Organismos especializados como la American Academy of Pediatrics (AAP) destacan que no existe un límite horario universal para niños mayores de seis años. El enfoque actual evalúa si el uso de pantallas desplaza hábitos esenciales como el descanso nocturno, la actividad física, el rendimiento escolar y la interacción social.

Un consenso variable según la etapa del desarrollo

Aunque el debate actual supera el simple conteo de horas, el tiempo de exposición sigue siendo un factor relevante. Guías internacionales muestran mayor consistencia sobre la primera infancia:

  • Menores de 2 años: se desaconseja totalmente la exposición a pantallas recreativas.
  • De 2 a 5 años: se sugiere un máximo de una hora diaria.
  • A partir de los 5 años: diversos consensos recomiendan que el uso recreativo no supere las dos horas al día, aunque la prioridad radica en analizar el contexto del uso.

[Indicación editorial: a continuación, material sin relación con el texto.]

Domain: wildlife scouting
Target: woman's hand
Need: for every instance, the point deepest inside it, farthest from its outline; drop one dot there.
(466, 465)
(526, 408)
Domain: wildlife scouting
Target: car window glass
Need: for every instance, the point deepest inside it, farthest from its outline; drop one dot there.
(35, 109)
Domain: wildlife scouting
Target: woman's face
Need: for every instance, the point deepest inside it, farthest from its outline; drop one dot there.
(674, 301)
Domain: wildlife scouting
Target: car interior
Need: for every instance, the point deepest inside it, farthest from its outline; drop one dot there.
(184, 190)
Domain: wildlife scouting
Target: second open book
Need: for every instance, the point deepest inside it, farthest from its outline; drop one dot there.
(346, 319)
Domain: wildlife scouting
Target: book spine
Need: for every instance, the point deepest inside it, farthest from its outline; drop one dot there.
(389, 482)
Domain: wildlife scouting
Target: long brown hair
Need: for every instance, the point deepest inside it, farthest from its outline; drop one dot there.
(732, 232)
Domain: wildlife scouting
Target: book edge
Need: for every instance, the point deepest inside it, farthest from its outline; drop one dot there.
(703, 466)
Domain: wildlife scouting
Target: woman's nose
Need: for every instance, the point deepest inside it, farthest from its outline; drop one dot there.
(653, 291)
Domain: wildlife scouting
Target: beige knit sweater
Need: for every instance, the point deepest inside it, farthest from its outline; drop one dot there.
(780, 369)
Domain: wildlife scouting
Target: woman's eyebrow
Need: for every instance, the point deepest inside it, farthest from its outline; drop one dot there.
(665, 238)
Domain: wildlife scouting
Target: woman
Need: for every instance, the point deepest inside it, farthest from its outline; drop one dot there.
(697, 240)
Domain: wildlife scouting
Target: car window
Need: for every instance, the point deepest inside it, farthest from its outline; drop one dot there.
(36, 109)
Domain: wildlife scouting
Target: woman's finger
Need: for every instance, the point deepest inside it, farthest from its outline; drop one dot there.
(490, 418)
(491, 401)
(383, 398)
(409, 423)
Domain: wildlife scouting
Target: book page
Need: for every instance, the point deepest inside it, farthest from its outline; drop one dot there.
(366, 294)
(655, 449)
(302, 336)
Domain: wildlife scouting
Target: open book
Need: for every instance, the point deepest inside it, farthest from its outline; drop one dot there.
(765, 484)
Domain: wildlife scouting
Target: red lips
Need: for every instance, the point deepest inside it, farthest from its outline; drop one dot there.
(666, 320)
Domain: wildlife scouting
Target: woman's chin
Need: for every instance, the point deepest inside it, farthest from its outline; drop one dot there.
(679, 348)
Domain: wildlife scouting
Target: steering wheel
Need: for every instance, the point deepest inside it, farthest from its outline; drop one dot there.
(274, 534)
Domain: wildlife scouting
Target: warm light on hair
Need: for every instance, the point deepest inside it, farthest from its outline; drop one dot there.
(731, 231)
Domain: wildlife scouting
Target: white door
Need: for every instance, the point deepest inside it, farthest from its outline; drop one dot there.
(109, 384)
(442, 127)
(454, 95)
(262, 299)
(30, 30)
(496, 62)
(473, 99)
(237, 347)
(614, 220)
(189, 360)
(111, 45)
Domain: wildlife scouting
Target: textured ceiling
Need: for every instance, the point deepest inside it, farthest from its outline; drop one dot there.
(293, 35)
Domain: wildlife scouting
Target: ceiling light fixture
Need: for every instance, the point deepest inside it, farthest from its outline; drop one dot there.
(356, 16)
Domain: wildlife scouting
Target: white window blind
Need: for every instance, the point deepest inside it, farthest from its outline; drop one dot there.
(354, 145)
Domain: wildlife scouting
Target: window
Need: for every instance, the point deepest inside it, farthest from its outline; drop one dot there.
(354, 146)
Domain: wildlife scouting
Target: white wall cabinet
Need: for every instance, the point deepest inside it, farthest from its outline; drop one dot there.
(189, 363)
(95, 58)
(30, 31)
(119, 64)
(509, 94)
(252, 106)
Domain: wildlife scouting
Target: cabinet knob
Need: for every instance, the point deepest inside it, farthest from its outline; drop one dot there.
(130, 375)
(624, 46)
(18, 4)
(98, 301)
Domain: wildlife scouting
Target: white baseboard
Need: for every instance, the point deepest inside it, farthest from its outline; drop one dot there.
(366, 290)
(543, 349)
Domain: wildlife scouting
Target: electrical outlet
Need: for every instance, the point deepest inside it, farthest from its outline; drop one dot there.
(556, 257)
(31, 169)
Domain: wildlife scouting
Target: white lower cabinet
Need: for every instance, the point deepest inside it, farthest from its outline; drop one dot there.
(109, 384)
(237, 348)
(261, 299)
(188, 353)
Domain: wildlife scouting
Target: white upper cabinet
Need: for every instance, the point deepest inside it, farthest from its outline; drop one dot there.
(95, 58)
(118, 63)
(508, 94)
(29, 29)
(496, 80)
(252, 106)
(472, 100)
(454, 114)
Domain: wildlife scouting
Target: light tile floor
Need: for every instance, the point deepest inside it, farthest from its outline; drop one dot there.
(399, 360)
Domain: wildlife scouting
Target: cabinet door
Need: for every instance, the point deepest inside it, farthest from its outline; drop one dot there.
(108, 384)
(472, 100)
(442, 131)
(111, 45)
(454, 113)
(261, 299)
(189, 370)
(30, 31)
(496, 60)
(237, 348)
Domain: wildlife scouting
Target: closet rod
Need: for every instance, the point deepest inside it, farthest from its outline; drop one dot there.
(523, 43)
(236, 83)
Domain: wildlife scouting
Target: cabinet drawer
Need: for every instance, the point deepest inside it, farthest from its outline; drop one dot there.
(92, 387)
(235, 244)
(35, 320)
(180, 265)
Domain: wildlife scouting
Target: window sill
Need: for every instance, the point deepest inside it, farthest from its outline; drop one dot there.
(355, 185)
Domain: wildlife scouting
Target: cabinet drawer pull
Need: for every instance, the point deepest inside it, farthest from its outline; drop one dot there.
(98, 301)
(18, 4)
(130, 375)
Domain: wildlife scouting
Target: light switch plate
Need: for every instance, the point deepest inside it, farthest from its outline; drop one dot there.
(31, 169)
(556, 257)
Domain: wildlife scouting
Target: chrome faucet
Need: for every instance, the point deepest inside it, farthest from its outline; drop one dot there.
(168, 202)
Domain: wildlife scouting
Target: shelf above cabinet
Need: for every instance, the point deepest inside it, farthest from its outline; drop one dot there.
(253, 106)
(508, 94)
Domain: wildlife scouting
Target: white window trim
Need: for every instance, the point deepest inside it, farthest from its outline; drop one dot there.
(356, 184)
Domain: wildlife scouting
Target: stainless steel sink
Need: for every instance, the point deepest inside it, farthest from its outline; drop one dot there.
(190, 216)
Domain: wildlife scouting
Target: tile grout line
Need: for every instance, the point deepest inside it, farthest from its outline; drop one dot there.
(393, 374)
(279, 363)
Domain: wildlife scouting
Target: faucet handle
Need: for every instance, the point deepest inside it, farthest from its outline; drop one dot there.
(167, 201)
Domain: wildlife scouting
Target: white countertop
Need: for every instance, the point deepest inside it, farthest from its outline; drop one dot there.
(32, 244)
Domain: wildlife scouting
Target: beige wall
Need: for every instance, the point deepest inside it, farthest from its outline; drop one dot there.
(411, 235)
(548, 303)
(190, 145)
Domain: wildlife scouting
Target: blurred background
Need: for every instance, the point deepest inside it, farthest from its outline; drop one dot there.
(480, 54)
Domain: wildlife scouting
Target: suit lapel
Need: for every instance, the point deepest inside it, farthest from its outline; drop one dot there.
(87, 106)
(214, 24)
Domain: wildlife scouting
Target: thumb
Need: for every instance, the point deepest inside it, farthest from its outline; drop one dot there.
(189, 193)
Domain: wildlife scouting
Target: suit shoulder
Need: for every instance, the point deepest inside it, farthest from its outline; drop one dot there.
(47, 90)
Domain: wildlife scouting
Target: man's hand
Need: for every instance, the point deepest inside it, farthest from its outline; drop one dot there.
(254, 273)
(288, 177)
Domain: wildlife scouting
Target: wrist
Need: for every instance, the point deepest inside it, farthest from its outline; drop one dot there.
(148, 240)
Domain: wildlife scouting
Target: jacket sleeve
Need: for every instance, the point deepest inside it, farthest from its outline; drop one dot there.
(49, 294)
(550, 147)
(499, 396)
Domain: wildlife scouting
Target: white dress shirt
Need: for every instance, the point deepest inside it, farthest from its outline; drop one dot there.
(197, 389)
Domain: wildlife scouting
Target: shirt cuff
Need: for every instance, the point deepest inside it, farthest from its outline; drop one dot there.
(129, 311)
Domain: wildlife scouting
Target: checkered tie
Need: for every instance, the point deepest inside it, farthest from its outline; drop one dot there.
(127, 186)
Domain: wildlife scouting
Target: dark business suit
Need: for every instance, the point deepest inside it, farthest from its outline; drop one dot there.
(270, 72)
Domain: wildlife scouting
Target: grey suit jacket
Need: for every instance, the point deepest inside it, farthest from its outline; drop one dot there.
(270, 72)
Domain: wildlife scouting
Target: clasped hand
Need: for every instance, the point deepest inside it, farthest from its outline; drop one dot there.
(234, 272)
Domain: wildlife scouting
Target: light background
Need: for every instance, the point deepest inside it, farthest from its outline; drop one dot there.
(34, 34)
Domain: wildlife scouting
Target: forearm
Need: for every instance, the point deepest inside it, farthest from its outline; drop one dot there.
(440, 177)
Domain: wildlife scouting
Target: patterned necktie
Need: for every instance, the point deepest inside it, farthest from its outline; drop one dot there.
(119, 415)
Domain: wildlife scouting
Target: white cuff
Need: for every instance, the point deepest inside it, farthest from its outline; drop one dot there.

Una revisión sistemática publicada en 2025, que reunió 53 investigaciones, asoció el uso de pantallas por encima de dos a cuatro horas diarias con un mayor riesgo de alteraciones cognitivas y del desarrollo; no obstante, los especialistas enfatizan que los efectos dependen de la edad, los contenidos y los horarios en que se juega.

Impacto en la salud física, la cognición y el rendimiento escolar

Los estudios más recientes ofrecen una perspectiva amplia sobre las consecuencias de este tipo de entretenimiento. Una investigación con preadolescentes de 9 y 10 años asoció cada hora adicional de pantalla recreativa con un incremento progresivo en el índice de masa corporal, evidenciando el riesgo de sedentarismo.

Respecto al desempeño académico, los hallazgos son más diversos. Un estudio longitudinal noruego que siguió a 813 niños de entre 10 y 16 años concluyó que el tiempo dedicado a los videojuegos no predijo caídas en el rendimiento escolar, sugiriendo que las notas responden a múltiples factores socioculturales y no solo al tiempo frente a la pantalla.

En el plano cognitivo, ciertas dinámicas de juego han mostrado aportes positivos en la memoria de trabajo, la atención y el control de impulsos. Pese a estos beneficios potenciales, las sesiones prolongadas, particularmente durante la noche, impactan negativamente en la calidad del sueño y provocan el aislamiento de la vida familiar o comunitaria.

Recomendaciones para un uso saludable en el hogar

Ante este panorama, la American Academy of Child and Adolescent Psychiatry y la AAP sugieren a los padres y cuidadores monitorear la integración de la tecnología en la vida diaria en lugar de aplicar prohibiciones inflexibles. Las pautas principales para prevenir efectos negativos incluyen:

  • Garantizar el descanso: retirar consolas, celulares y tabletas de la habitación antes de la hora de dormir.
  • Proteger los momentos clave: establecer reglas claras para que las pantallas no interfieran en las comidas, los deberes escolares ni las actividades al aire libre.
  • Fomentar el equilibrio: priorizar que los videojuegos coexistan con el deporte, el juego presencial y la convivencia familiar.

La pediatría moderna propone construir acuerdos consistentes en el hogar que promuevan la autorregulación, garantizando que la tecnología sea un complemento del desarrollo y no un obstáculo para el bienestar integral del menor.